One thing we focus on the model of the model said that how much imaging quality affects. Users downloaded all kinds of pictures from the dog and high resolution. This has forced us to refer to research To emphasize how the description resolution affects deep learning models.
We taught and tested the model using a mixture of high and low resolution pictures. The idea was to make the model more comfortable to the vast image qualities he will face in practice. This helped to improve the sequence, but the main problems of the hallucination and old image work continued.
The description text is recommended from the latest practices that combine text-only with LLMS – as equipped equipment BunchWe decided to give an attempt at where the headlines were formed and then interpreted by a language model.
Here’s how it works:
Although the theory is intelligent, this approach has presented new problems for our use:
It was an interesting experience, but the result is not a solution.
It was a turning point. Agentic frames are usually used for task streams (calendar invitations or coordinating items with customer service actions), the image interpretation is smaller, Special agents can help.
We set up an agency frame like this:
This module has achieved more accurate and explanatory results in a task-controlled approach. Hallucinations fell sharp, elegant images were reliably flagged, and the task of each agent was simple and the quality was paid enough to manage the quality well.
It was not perfect, as it was so effective. The two main restrictions indicated:
We needed a road to balance the sensitivity with coverage.
We have created a hybrid system to make the gaps bridge:
This combination has given us the accuracy of the agent’s structure, the widespread use of the monolithic, and increased the confidence of a wonderful regulation targeted.

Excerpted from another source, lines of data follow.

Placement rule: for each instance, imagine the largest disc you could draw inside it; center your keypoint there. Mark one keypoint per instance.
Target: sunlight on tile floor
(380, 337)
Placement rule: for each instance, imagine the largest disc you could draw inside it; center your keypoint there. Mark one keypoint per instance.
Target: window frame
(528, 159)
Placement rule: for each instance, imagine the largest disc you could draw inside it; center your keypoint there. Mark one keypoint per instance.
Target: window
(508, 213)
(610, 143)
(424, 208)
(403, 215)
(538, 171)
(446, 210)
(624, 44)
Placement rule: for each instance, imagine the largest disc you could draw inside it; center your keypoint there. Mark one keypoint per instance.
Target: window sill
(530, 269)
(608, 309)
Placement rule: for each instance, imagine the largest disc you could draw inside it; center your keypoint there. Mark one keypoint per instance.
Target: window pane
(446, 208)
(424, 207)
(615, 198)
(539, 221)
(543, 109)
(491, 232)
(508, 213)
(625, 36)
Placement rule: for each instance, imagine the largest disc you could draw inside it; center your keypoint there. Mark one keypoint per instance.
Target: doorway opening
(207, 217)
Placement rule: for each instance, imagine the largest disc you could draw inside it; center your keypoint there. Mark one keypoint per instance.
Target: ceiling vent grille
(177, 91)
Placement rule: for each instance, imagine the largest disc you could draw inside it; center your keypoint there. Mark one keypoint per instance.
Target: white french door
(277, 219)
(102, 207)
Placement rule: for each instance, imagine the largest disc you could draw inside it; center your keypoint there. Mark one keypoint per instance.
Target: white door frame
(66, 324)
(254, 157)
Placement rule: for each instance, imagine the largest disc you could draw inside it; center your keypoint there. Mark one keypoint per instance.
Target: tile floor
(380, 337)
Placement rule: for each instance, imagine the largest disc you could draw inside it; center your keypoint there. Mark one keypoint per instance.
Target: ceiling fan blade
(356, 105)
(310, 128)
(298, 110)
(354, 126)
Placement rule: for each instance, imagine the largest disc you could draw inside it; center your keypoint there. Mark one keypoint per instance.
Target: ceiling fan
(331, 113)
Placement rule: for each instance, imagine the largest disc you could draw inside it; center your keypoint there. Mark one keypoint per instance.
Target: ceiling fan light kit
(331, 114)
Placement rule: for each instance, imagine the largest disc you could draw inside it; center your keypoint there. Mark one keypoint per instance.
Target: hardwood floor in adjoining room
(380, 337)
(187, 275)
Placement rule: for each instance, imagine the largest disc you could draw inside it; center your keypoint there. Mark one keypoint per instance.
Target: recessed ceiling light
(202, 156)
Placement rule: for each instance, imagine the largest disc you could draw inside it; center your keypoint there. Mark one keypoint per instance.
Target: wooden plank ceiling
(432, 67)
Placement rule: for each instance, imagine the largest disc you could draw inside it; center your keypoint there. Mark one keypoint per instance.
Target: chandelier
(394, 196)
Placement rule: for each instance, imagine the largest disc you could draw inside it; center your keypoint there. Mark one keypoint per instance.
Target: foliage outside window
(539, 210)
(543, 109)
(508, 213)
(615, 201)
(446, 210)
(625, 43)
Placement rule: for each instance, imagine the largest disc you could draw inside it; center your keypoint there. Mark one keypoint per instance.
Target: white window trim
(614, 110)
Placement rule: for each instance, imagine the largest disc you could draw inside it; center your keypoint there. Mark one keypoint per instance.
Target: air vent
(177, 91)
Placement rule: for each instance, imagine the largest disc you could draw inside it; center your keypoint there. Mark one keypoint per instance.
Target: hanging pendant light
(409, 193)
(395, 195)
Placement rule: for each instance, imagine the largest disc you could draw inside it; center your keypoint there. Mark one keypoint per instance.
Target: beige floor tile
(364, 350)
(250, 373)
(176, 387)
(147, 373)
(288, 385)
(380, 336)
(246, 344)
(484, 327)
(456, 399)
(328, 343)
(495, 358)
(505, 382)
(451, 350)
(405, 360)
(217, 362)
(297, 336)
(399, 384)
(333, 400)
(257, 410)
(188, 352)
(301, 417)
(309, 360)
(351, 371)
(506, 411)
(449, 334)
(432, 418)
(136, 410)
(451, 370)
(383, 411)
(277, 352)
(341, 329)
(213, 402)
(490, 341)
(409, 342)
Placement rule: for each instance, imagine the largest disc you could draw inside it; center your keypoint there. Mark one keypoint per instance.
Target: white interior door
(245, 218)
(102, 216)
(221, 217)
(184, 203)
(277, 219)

When I twist this project, a few things were clear:
The thing that started as a simple idea using an LLM offer to detect physical damage in laptop images, has become a deeper experience to combine different AI techniques to solve unexpected, real world problems. On the way, we realized that some of the most useful means were not intended for this type of work.
The frequent workflow was amazingly effective when the agency-friendly agency frames, structured damage detection and footage filtering as a filtering. With a little creativity, practice helped you to understand and build a system easier to understand and manage.
Shruti Tiwari is AI product manager in Dell Technologies.
Vadiraj Kulkarni is a scientist in Dell technology.